Теория пресуществления никогда не была в средневековой Церкви официальной, но получила весомую поддержку еще до Фомы Аквинского. Ее использовали в документах Латеранского Собора в 1215 году. В основе ее лежали рассуждения Аристотеля о природе бытия. Аристотель разделил бытие определенного объекта на сущность (субстанцию) и акциденции. Возьмем, к примеру, овцу: ее сущность, которая и является ее реальностью – ее участием в универсальном качестве бытия овцой – проявляется в том, что она весело скачет по холмам, жует травку и говорит «бе-е». Ее акциденции – это нечто свойственное каждой отдельной овце, на которую мы смотрим в данный момент: статистические показатели ее веса, курчавость ее шерсти, тембр ее блеяния. Когда овца умирает, она перестает скакать по холмам, жевать траву и говорить «бе-е»: ее сущность, ее «овечность», мгновенно исчезает, остаются только акциденции – ее тяжелая туша, ее курчавая шерсть, ее голосовой аппарат – и они будут постепенно распадаться. Они не имеют значения для ее прежней «овечности», которая закончилась с исчезновением ее сущности в смерти. Это больше не овца.
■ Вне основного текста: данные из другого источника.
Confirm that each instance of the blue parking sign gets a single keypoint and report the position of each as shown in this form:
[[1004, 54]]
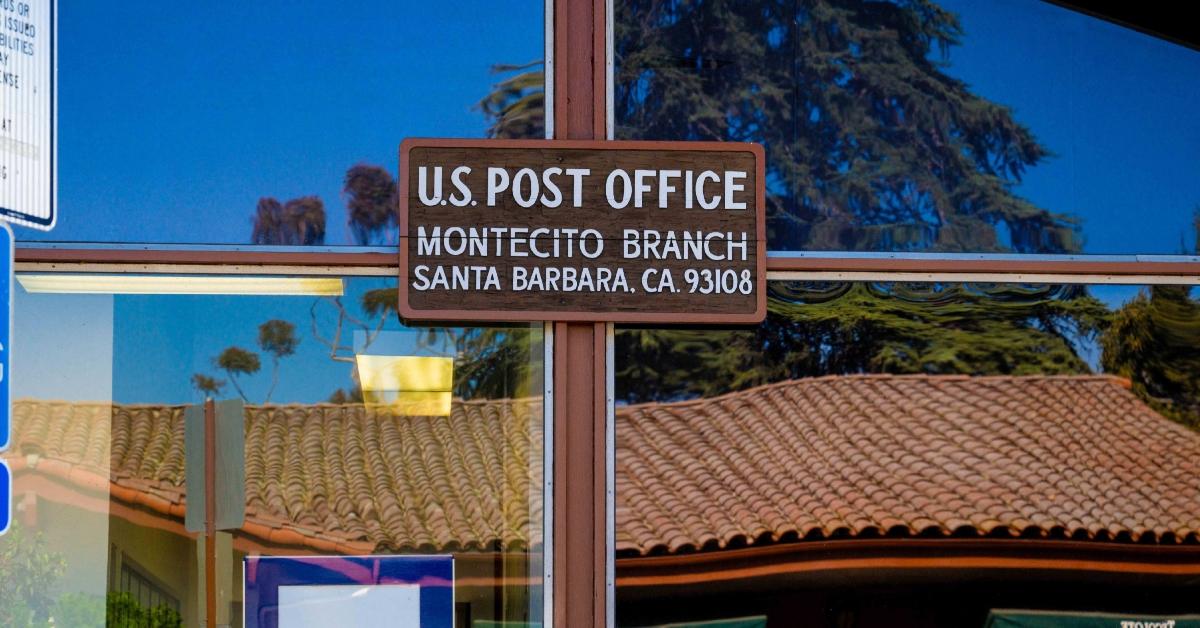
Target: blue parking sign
[[5, 334], [5, 496]]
Допустим, что мы – схоласты, последователи метода Фомы Аквинского. Можем ли мы применить то, что верно для овцы, к чуду Мессы? Мы начнем с хлеба (впрочем, мы могли бы точно так же начать с вина). Хлеб состоит из сущности и акциденций. Его сущность – это его участие в универсальном качестве «хлебности», в то время как его акциденции – это особый внешний вид конкретного куска хлеба (скажем, круглая форма, белизна и схожесть с облаткой). При совершении Мессы сущность меняется, а акциденции – нет. С чего бы им меняться? Они не важны для бытия. Посредством благодати Божьей сущность хлеба заменяется сущностью Тела Христова. Этот анализ вполне удовлетворителен и проникнут благоговением – впрочем, только до тех пор, пока мы принимаем научные или философские предпосылки Фомы Аквинского о языке сущности и акциденций и поддерживаем представление об универсальных реальностях, которые превыше отдельных случаев – иными словами, о таких, как реальность бытия овцой или хлебом, которая превыше конкретной овцы или буханки.
Начиная с XIV века большинство философов и теологов, особенно в Северной Европе, на самом деле не разделяли подобной веры. Они были номиналистами, отвергли категории Аристотеля и полагали, что такие слова, как «овца» или «хлеб» – это просто имена (от лат. nomen – имя), которые мы произвольно выбираем и впоследствии используем как удобные метки для совокупностей предметов, нами же отнесенных ко взаимно подобным. О пресуществлении как теории Мессы номиналисты могли сказать только то, что такой взгляд поддерживали очень многие святые Церкви, поэтому к пресуществлению не следует подходить путями разума, по которым идут томисты – мы просто должны принять пресуществление как вопрос веры. Но стоило лишь усомниться в самом доверии к средневековым церковным авторитетам – а именно это и произошло в XVI веке – как основание для веры в пресуществление исчезло, оставшись лишь у тех, кто вернулся к томизму, образу мыслей Фомы Аквинского. Те, кто остался в послушании у Римско-Католической Церкви, как правило, так и поступали. Но в Европе XVI века тысячи протестантов были сожжены на кострах за отрицание идеи Аристотеля, который никогда не слышал об Иисусе Христе.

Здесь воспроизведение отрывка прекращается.